為更地好解讀〝東西交匯〞而暫且接受這一理念,這種做法無疑亦適用於不囿於這一老套的香港其他藝術家。陳福善 (1905-1995) 與陳餘生(生於 1925 年)的中國性,多年以來,至少直至〝東西交匯〞這老生常談在藝術史裡幾乎被拋棄的時候,總之在不太久之前,曾令許多藝術批評家感到茫然不知所措。陳福善與超現實主義的關係是非常明確的,超現實主義促使他開始作些技術上的探索如自動繪畫,最終令他創作起抽象畫來。對一個歐洲人或美國人而言,由於他們熟悉喬治.馬蒂厄 (Georges Mathieu ,生於 1921 年)或〝行動畫派〞宗師杰克遜.帕洛克 (1912-1956) ,抽象畫當然有義意;然而對一個熟諳中國畫家和書法家〝潑墨〞技巧的中國人,抽象畫亦有所啟迪。

誠如我們所見,當藝術批評家和藝術史家在抽象派繪畫的〝大色域〞(如馬克.羅斯科的繪畫)或鋒刃派繪畫(如巴尼特.紐曼 Barnet Newman 1905-1970 的繪畫)的簡單色彩圖像中看到了禪宗精神,又或者當一代宗師張大千 (1899-1983) 嘗試〝行動畫派〞的〝中國版〞時這裡順便提一下,中國人早在幾個世紀前便運用〝潑墨〞技法做著〝同樣的事情〞,信不信由你),他們只限於借助圖像作探索實踐,這是邁向更完美的混雜的必要的一步,但這一切只基於一些不甚了然的概念。一方面是歐美的藝術家、藝術史家和藝評家沒有對禪宗哲學的基礎作認真的研究,因此對禪宗瞭解膚淺;另一方面是中國的藝術家和藝評家並不瞭解歐美藝術家植根於柏拉圖的美學思想究竟有多深,這種美學思想在中國繪畫裡是不存在的。這種認識的缺失,亦影響了對陳福善抽象畫的理解,即使他是中國人這點,也無助於事。

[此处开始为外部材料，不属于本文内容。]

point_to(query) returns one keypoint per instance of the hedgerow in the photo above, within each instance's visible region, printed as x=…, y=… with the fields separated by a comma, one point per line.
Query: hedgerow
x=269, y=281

• Gaylord Chan 陳餘生 (né en 1925), Pont du soleil encore《再見太陽橋》, non daté, acrylique sur toile, 120 x 120 cm, c. 1982, Collection particulière.

至於陳餘生,他整個一生都投入到藝術創作中。在他的繪畫和生活方式裡有某種宏偉的東西(見到他的人無不被他高大的身影、他的笑容、他對美酒佳餚的嗜好、對友情的篤誠而留下深刻的印象)。對我這個無論對任何東西的任何癖好都試圖透過文化背景去解讀驗證、對竟有一些藝術作品幾乎令無論甚麼文化背景的人都感興趣的現象感到神奇的人,陳餘生的作品有某種無法理解的東西。無論是色彩鮮艷的畫抑或黯淡憂鬱的畫,每個人在他的畫中都可找到合乎自己口味的東西。由於他的畫作主要是油畫或丙烯畫,〝東西交匯〞的擁護者總是強調他的中國性,以闡明天馬行空的敘述 (MŽtanarration) 的有效性。而對他作品的另一些分析, 則傾向於援引香港前殖民地身份來解讀其作品的〝西方〞情趣;另一些畫評家則偏重他創作中的〝中國韻味〞。

雖然他的作品一般都被視為抽象畫,但在畫中卻出現日常生活的東西,比如在一張桌子後面的椅子的黃色塑料靠背。然而,這些形象亦可被解讀成在我們面前緩慢爬行的昆蟲。畫家本人亦在原為一幅木刻版畫的畫裡見到了太陽。他深愛這幅版畫,因而用丙烯畫原料重新畫在畫布上,並將畫題作《再見太陽橋》。這裡,我應向大家供認一個小小的犯罪感,事緣我在課堂上通常將這幅畫介紹為〝典型〞的香港風情:這張椅子在香港的許多傢具店裡都極易找到,而〝昆蟲的解讀〞則可被視為蟑螂的超現實主義形象。這個昆蟲在昔日的殖民地裡隨處可見。我認為陳餘生的作品可謂極成功的藝術創作,皆因它可供人以不同的解讀,其中一個當然是頗具爭議的〝中西交匯〞,雖然它不堪一駁。陳餘生利用它對自己的作品作個人的理解,無可非議。我們應轉向另一個仍在世的畫家來看看中西這兩種範式是如何有意地以極富創意又誇張的方式被運用的。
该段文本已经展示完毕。